The couple were working on the kitchen floorboards of their 18th-century detached home where they lived for over ten years.
They thought they stumbled upon a piece of electrical cable but when they lifted it up, they found a cup as big as a can of Coke.
On a closer look, it was full of gold coins dating from 1610 to 1727. The couple was shocked and couldn’t believe what they just unearthed.
They called London auctioneers Spink & Son and a coin expert came to their property to examine the hoard.
The rare coins are believed to have belonged to Joseph Fernley and his wife Sarah Meister. They were importers of coal, timber, and iron ore.
Their latest generations were members of Parliament and served as Whig politicians. Fernley died in 1725 and Sarah passed away in 1745 in Ellerby.
Auctioneer and coin specialist Gregory Edmund was so amazed by the discovery and the history of the golden coins.
“It is a rare privilege for an auctioneer to be graced with a white glove sale (100% sold), but when the story of Joseph and Sarah Fernley and their misers millions came to my attention back in 2019, I just knew the story had to be told,” he said.
“The anonymous finders were absolutely staggered by the result. It dwarfed any pre-conceived expectations and set dozens of world records along the way.”
According to the auction house, Spink & Son, the 17th and 18th-century coins would be valued at about $113,010 and could be sold at an auction for $250,000. To the couple’s surprise, however, they were flogged for a whopping $852, 380.
The price increased as the listing got more public attention from international buyers mostly from Europe, Australia, and Japan. There were 372 registrants and dozens of successful collectors.
The most expensive piece sold was the “Unbelievable Mint Error” coin dated back to the 1720s. It was fascinating not only because it was gained during the reign of King George I but also because it had two tails instead of a head and a tail.
“This coin is a new world record for any ‘brockage’ mint error coin of any country ever sold at auction, besting a US gold dollar sold in Texas for $54,625 in October 2011,” Edmund said.
Another coin that caught the attention of buyers was A Charles II guinea from 1675. It has a spelling error in which the king’s Latin name was spelled CRAOLVS instead of CAROLUS. A Queen Anne Guinea from 1705 was also sold for over $3,000.
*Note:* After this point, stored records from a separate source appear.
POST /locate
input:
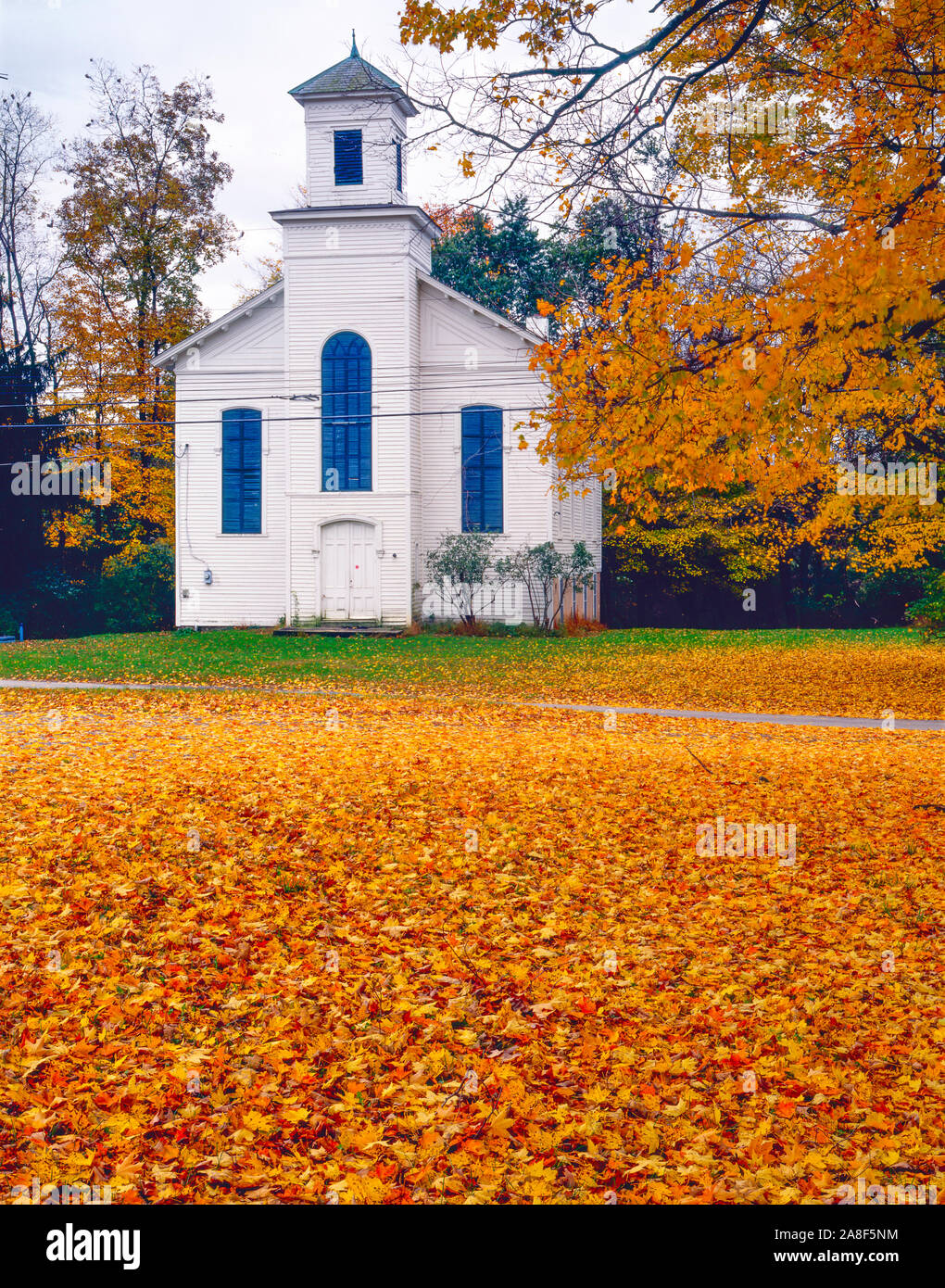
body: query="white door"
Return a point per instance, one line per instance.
(349, 572)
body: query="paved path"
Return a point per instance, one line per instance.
(732, 716)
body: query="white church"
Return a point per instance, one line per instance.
(331, 430)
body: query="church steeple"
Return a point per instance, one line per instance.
(356, 124)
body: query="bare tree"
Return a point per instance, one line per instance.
(27, 258)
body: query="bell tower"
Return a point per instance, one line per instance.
(356, 131)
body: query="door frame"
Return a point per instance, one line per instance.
(317, 553)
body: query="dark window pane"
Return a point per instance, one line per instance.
(482, 469)
(242, 471)
(347, 160)
(346, 413)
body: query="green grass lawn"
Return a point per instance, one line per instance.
(842, 673)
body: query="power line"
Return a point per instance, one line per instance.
(280, 420)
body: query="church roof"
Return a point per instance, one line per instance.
(353, 75)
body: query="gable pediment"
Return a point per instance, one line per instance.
(449, 327)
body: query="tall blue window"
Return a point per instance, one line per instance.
(347, 161)
(346, 413)
(482, 469)
(242, 471)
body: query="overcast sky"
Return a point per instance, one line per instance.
(254, 55)
(254, 52)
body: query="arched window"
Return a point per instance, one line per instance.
(482, 469)
(346, 413)
(242, 471)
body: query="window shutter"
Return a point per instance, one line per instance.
(242, 471)
(347, 158)
(482, 469)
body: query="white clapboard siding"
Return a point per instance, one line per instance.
(357, 259)
(379, 124)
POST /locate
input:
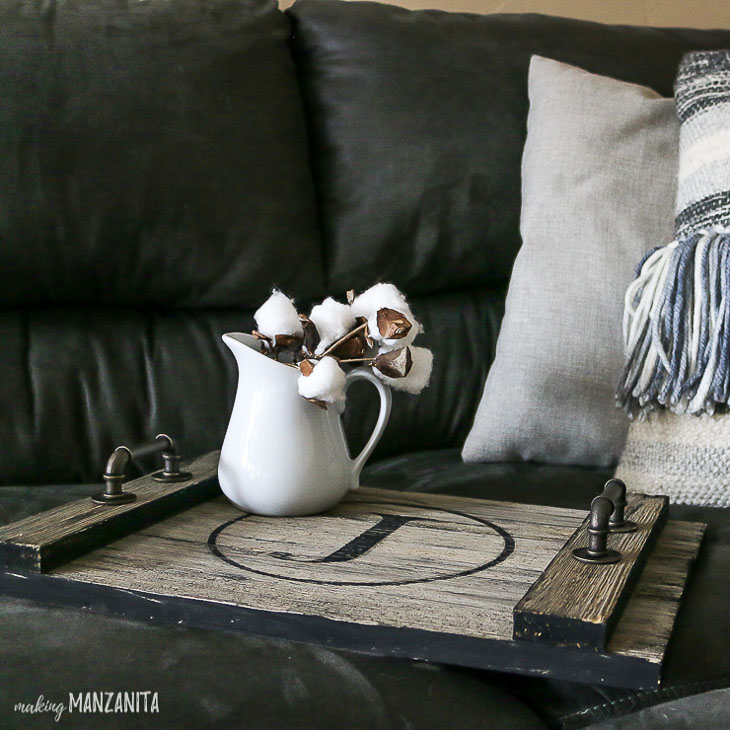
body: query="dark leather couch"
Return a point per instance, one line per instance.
(162, 165)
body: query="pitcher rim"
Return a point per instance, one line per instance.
(251, 340)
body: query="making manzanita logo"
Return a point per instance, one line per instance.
(94, 703)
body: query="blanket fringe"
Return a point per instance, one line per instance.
(675, 328)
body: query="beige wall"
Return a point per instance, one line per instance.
(679, 13)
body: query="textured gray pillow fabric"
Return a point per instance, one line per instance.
(598, 186)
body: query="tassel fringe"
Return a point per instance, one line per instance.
(676, 328)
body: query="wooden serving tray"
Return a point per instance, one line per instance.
(463, 581)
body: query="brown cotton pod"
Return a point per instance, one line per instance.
(311, 334)
(393, 325)
(394, 364)
(286, 341)
(349, 349)
(260, 336)
(306, 366)
(359, 322)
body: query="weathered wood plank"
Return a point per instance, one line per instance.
(633, 659)
(578, 604)
(51, 538)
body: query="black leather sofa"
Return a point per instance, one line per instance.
(162, 165)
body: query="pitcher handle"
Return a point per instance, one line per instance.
(385, 402)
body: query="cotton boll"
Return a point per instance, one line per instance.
(333, 320)
(326, 382)
(386, 345)
(385, 296)
(277, 316)
(419, 375)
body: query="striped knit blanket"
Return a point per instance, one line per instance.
(677, 311)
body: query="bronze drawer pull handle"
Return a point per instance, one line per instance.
(116, 468)
(598, 551)
(615, 490)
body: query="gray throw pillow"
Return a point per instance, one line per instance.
(598, 186)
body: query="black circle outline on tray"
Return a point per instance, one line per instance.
(507, 550)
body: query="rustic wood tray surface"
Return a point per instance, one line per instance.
(430, 577)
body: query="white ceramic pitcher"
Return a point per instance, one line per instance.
(283, 455)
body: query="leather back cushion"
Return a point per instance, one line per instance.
(418, 120)
(154, 184)
(152, 152)
(79, 381)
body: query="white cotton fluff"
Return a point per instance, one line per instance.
(326, 382)
(277, 316)
(385, 296)
(419, 375)
(333, 320)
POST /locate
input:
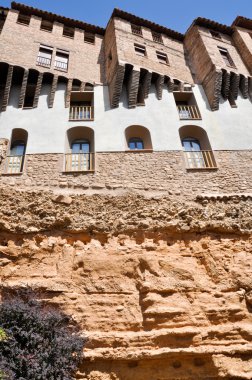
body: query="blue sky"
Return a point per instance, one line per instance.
(174, 14)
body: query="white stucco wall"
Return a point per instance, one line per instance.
(227, 129)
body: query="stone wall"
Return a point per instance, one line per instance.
(157, 171)
(162, 289)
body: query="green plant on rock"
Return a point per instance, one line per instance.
(37, 343)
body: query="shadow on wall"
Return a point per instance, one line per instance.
(140, 132)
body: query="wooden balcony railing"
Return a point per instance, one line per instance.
(42, 61)
(81, 113)
(203, 159)
(63, 66)
(189, 112)
(14, 164)
(79, 162)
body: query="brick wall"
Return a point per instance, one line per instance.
(152, 172)
(243, 42)
(177, 67)
(19, 45)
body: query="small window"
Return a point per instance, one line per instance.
(46, 25)
(162, 57)
(157, 37)
(15, 160)
(136, 29)
(232, 102)
(136, 143)
(61, 60)
(44, 56)
(29, 96)
(226, 57)
(140, 50)
(89, 37)
(68, 32)
(23, 19)
(215, 34)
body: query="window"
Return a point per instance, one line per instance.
(157, 37)
(16, 158)
(232, 102)
(68, 32)
(136, 143)
(61, 60)
(46, 25)
(226, 57)
(80, 156)
(197, 148)
(89, 37)
(44, 56)
(23, 19)
(140, 50)
(137, 138)
(215, 34)
(162, 57)
(136, 29)
(194, 155)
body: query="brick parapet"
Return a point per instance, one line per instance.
(152, 172)
(19, 45)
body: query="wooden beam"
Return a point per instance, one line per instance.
(170, 84)
(244, 86)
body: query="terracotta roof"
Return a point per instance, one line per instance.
(53, 17)
(243, 22)
(201, 21)
(148, 24)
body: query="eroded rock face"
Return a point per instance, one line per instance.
(161, 288)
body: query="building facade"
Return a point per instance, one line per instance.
(78, 100)
(126, 186)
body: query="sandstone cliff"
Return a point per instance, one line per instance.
(161, 287)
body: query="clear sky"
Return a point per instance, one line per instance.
(174, 14)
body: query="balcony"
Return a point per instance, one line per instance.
(188, 112)
(203, 159)
(83, 113)
(79, 162)
(42, 61)
(14, 164)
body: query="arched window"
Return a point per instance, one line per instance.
(138, 137)
(80, 146)
(191, 144)
(80, 150)
(197, 148)
(80, 158)
(136, 143)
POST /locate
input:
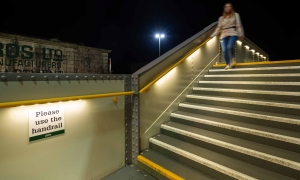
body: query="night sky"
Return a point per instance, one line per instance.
(128, 27)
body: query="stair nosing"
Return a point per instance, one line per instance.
(203, 161)
(245, 101)
(274, 136)
(247, 91)
(257, 69)
(240, 149)
(245, 114)
(252, 83)
(256, 75)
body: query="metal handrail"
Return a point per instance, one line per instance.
(60, 99)
(145, 88)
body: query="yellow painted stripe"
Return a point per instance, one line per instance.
(173, 66)
(50, 100)
(258, 63)
(159, 169)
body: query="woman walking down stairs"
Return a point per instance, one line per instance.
(242, 123)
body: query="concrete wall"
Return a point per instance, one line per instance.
(91, 147)
(164, 96)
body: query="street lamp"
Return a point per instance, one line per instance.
(159, 36)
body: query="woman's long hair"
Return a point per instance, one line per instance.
(232, 12)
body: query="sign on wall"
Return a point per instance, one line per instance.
(46, 122)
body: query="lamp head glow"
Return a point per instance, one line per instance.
(159, 35)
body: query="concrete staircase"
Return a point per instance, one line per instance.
(242, 123)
“I have never seen a response to an auction like that before, and the results testify it, my provisional estimate was demolished three times over,” Edmund said. He also said that the sale was unique in so many ways.
“The story of the coins, the method of discovery, and the rare opportunity to buy them at auction. All that combined in a buoyant and energized market to create incredible new prices as the 24 coins of the Ellerby hoard found new homes,” he added.
Edmund explained that it’s not really uncommon to sell rare coins at auctions but what makes the sale extraordinary was the history of the coins and their astounding discovery.
He also hopes that this won’t make people think of renovating their homes and start digging, in hopes of finding treasures.
“I do hope people think before ripping up their floors,” Edmund said.